スマホで検索してみても、どれもこれも〝肉体的欲望を離れた純粋に精神的な恋愛〟、〝肉欲を伴わない精神的な恋愛〟、などなどとにかくエッチなことは抜きにした関係……みたいな事がたくさん書かれていた。
「そうだよな。でも俺と葉璃は間違いなく、ある意味ではプラトニックラブな関係だ。意味の通り、心の繋がりを何より重要視してる。セックスは二の次になった」
「えー……二の次って、さっきガオーッて襲ってきたじゃないですか」
確かに一理あるというか、まったく理解できないわけじゃないよ。
聖南はある時から『想いを伝える手段はエッチだけじゃない』と言ってて、実際に清く抱き合って眠った日もたくさんあった。
あ、……だから聖南は〝ある意味では〟って言い方したのかな。
ついさっきいきなり獣に変身した聖南に襲われたばかりだから、理解しにくかっただけ……?
「……なんなの、マジで。なんでそんなにかわいーの? 昨日も思ったんだよな。葉璃ちゃんマジかわいー、こんなにかわいかったっけ?って」
「い、いや、俺はかわいくないですよっ」
「かわいーから言ってんだけど。そこ認めてくんないとまた俺のヤキモチが……」
「聖南さん、脱線してます」
「……なんでだ。葉璃ちゃんとだったら俺無限に話せそう」
「ふふっ、俺もです」
「クッ……! かわいー……!」
胸元をガシッと掴んで小さく叫んだ聖南は、大袈裟だ。
俺も、聖南と話してると楽しくて、時間を忘れちゃって困る。
話題があちこちに飛んだり、突然俺のことを「かわいー」と言い出して押し問答したり、かと思えば二人とも急に黙って見つめ合ったり……。

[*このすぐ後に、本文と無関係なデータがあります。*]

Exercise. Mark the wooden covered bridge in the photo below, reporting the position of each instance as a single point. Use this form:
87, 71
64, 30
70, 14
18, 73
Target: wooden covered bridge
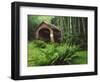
48, 32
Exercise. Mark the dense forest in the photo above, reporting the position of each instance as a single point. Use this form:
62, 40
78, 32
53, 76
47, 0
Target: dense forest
73, 30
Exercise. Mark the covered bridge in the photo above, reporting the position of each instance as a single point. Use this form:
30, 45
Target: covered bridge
48, 32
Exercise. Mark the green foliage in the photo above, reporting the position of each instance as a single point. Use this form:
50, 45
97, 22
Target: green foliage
42, 53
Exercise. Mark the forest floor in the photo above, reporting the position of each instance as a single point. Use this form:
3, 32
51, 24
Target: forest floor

今も、大袈裟なリアクションをした聖南がジッと俺を見てくる。俺も何気なく見つめ返すと、どちらからともなく笑みがこぼれて場が和んだ。
「フッ……。あのな、レイチェルに提案したのは、ざっくり言うと浮気相手になれってことだ」
「…………え?」
「誤解するなよ、よく聞いてくれ。それも表面上だけだ。レイチェルがうまく勘違いしてくれたから、プランBを実行に移すことができる。恋人がいようとお構いなしだったレイチェルは、俺の提案の意味が分かった途端に即答した。浮気相手でもいいと承諾したようなもんだ」
「……悪い殿方ですもんね、聖南さん」
「やめろって。ゾッとする」
ちょっとだけ揶揄うと、あからさまに嫌な顔をした。こんな時に何だけど、聖南は苦笑いまでかっこいい。